A version of this post originally appeared on Africa in Transition. The views expressed are the authors own.
Boko Haram has moved beyond separate security incidents to a full-scale military campaign, the goal of which appears to be the capture of the Borno state capital of Maiduguri, a city with a population approaching two million.
Though Boko Haram war lord Abubakar Shekau has proclaimed a “caliphate,” the movement’s focus appears mainly to be on its military operations.
Despite the caliphate declaration, there are no signs as yet that Boko Haram is ready to assume the heavy burden of governing the territories it occupies while it is pursuing Maiduguri, its most important military target.

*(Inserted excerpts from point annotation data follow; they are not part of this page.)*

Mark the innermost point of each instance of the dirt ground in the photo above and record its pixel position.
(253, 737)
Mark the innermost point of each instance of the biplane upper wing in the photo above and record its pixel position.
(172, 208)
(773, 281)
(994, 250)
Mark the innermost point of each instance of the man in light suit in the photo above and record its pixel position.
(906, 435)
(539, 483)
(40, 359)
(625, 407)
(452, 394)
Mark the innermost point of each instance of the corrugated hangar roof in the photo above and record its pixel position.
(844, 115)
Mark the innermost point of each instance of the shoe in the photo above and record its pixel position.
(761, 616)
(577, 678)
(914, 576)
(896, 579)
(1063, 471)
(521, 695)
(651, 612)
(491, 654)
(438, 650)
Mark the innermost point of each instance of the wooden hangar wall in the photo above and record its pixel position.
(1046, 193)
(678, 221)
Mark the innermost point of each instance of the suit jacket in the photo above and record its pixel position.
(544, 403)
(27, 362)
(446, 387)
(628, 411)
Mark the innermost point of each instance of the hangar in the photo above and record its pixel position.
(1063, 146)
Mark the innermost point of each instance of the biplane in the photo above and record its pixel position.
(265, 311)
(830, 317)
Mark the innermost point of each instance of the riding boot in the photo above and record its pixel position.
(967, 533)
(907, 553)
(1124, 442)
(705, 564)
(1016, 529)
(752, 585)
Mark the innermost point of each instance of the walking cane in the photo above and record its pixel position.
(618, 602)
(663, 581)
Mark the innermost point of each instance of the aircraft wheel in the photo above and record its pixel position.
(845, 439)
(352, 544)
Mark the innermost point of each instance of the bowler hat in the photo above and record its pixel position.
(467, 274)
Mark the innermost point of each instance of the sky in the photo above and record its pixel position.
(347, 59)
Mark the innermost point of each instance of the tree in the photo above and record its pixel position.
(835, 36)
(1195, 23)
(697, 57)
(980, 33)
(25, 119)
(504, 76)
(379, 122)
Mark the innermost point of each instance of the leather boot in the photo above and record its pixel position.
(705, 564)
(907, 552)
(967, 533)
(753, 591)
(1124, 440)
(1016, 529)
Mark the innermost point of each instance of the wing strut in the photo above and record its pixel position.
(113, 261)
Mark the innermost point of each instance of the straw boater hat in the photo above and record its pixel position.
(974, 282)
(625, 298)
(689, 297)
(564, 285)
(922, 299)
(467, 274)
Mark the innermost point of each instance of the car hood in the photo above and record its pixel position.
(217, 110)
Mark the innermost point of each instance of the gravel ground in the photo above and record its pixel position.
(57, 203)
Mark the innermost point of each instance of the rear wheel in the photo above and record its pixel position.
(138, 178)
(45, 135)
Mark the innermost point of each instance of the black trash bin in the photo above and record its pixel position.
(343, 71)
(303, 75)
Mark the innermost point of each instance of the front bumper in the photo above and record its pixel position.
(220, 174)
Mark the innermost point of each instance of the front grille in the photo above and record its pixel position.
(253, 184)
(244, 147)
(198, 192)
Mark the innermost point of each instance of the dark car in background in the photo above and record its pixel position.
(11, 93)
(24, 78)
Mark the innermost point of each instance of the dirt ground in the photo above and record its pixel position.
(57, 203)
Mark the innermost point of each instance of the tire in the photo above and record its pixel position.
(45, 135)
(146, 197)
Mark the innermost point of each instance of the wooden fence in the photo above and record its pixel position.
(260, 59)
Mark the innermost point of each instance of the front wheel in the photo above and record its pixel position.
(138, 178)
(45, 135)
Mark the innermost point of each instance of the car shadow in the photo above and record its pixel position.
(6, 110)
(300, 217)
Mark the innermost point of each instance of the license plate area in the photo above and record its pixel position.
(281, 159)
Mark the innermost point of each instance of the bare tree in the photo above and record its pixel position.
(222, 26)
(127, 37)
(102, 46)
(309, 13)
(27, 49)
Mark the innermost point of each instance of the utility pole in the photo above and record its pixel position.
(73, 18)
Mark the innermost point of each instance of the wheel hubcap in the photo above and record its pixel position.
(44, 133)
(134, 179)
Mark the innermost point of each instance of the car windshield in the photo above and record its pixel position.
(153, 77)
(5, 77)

With respect to the territory it already occupies, Boko Haram may be taking a page from British colonial rule in northern Nigeria: conquer the towns, and then leave the local leadership in place, as long as it tows the line.
The campaign for Maiduguri may not be the turning point that some commentators suggest. From the beginning, Boko Haram has been fighting Abuja–the corrupt, Western-educated elites who have beggared the North. Boko Haram has followed a remarkably linear progression with very few setbacks and U-turns.
To respond to the Boko Haram challenge, in August, 2013, the government of Nigeria established the 7th Division of the Army, headquartered in Maiduguri. It formed the new division by taking forces from the 1st Mechanized Division in Kaduna and the 3rd Armor Division in Jos. Press accounts say the 7th Division was composed of eight thousand troops. Last week another 500 troops were added, bringing the total to 8,500.
Yet even with that many ground forces in the northeast, the Army has not been able to rollback Boko Haram. The Nigerian military has not prevented Boko Haram from taking some twelve towns in close proximity to Maiduguri. Of the 8,500 government forces, the media does not say how many are in Maiduguri.
The 7th Division is subdivided into nine subordinate battalions. In all the other army divisions, battalions are deployed throughout the geographical area for which the division is responsible. So, one might assume a lot less than 8,500 troops are in Maiduguri
On the other hand, the ease with which Boko Haram has captured outlying towns suggests that only a limited portion of the 8,500 are deployed outside of Maiduguri. A credible hypothesis is that the bulk of forces are being kept at the HQ to prevent a Boko Haram takeover of Maiduguri. The loss of Maiduguri would be a major set-back for Abuja in a way that small towns and villages are not.
If the Nigerian army’s strength nation-wide is around 60,000, and if of that number only a fraction represent combat-capable troops, perhaps 25 percent, then 8,500 personnel in the northeast would represent over half of Nigeria’s available fighting personnel.
If this syllogism approaches accuracy, then to say that the Nigerian military is ‘over stretched’ is an understatement.
Jim Sanders is a career West Africa watcher for various federal agencies, now retired.